In the last few years I have seen a handful of feng shui shops, selling feng shui paraphernalia, cures and offering consultation services by their in-house masters, all closed down after a few years of bad business.

Yesterday, I saw another feng shui shop in town area, located in a recently opened shopping mall. I was surprised that the owner chose to open his branch here since the mall is known to be a flop since day 1. There are no customers at all and rental is not going to be cheap in town area. It will probably fold once the lease is up.

All these make me question about the validity of feng shui applications for retail businesses. After doing some extensive research about it, it seems that feng shui theories used for commercial premises is a rather recent development. The earliest record I can find is a theme park in Shanghai built in 1916, where a fengshui master was consulted in the building of the place. In fact, up to the 1960s, feng shui was used solely for Yang Zhai (town planning, residential dwellings, basically buildings for non-commercial basis) and Yin Zhai (burial places). It was only after the Cultural Revolution, in the early 1970s when feng shui became a primary concern of businesses growing during the post-unrest economic boom. So to say, feng shui being applied to retail businesses has less than a century of history and developments.

Alvin Chua


Anonymous said...

The reason most Feng Shui shops, in terms of retail business, fail is because many Feng Shui Masters do not have good business sense. Just because one found a good store site base on Feng Shui principles does not automatically make them successful. If they do not treat their customers right, have good marketing, quality products, and have their finances in good order, all the good Feng Shui doesn't matter.

The same is true when you find a good house in terms of Feng Shui, it doesn't guarantee success.
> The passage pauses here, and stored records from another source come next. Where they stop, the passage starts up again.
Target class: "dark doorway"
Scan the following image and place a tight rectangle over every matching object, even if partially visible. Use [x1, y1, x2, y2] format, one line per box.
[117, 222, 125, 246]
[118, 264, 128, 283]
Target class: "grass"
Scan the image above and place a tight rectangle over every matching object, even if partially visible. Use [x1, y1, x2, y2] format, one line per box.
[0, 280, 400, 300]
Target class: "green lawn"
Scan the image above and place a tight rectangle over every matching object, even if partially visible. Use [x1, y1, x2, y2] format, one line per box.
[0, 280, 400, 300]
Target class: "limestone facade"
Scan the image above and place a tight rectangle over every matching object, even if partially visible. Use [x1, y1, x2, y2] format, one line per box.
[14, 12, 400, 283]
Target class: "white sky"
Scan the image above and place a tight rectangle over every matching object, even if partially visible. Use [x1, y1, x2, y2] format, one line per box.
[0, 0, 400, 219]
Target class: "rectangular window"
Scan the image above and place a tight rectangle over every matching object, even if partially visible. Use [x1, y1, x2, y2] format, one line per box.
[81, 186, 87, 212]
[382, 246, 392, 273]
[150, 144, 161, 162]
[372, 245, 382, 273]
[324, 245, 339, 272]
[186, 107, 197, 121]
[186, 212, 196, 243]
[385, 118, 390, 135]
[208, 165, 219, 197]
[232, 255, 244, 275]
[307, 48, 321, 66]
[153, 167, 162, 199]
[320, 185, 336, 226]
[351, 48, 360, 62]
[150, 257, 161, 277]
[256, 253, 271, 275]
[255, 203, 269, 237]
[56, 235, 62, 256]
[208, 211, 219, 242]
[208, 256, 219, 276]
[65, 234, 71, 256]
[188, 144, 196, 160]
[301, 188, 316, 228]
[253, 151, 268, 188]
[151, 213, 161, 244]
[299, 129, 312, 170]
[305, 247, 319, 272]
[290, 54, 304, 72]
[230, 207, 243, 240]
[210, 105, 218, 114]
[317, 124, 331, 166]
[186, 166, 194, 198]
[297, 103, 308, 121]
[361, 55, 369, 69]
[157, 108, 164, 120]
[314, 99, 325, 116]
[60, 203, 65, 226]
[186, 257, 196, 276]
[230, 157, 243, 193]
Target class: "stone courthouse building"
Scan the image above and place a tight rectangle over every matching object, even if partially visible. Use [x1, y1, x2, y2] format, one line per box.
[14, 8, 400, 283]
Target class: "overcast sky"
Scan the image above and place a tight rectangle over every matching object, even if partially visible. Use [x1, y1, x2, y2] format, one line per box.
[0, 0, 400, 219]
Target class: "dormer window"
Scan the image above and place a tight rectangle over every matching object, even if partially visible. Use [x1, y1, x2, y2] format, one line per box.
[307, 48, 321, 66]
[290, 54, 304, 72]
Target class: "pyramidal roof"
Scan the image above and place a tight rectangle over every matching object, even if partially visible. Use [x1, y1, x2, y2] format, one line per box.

If the person who lives in the house is lazy and doesn't want to do anything, success isn't going to go to him or her. The same is true when it comes to a Feng Shui business, you need good business practice couple with good Feng Shui to make it a success.

Unfortunately, these Feng Shui Masters spend much time on learning Feng Shui, but not enough invested in good business practices and, therefore, leads to their failure.

Alvin Chua Kim Leng said...

Thank you for your comment. I fully agree with your insight. When it comes to retail business, the factors at play are different. It is no more just concerning the occupants (owner, boss, manager, staff) but a new focus is involved, and that is the customers.

A customer will not walk into a shop and start buying things he/ she don't need or interested in, just because good feng shui is in place. The complexity of running a retail business is much higher than buying a house or renting a office.

Thank you for dropping by.

Anonymous said...

I find that this is two different things and it shouldn't mix. Let's place our self as comsumers.

1) I more interested to know where is which masters office is.

2) I don't feel comfortable when a master ask me to buy any physical product from him or places strongly recommended by him.

3) In short, master shouldn't sell but advise what to buy. Sellers should not advise but only provide product info.

I want to hear advise from a master that have no reach into my pockets and I want to buy stuff from shops that sell things in a reasonable price and not because he says that it is good for me.

never forget that it is CHINA made and it is dirt cheap in mass production.

Alvin Chua Kim Leng said...

Hi, that is a good concept and the market should be made to be of such selling mechanism. The master should only recommend but he should not hard sell his products. Like that, clients will have more choices and not feel pressured at all. But it really depends of the master’s professionalism.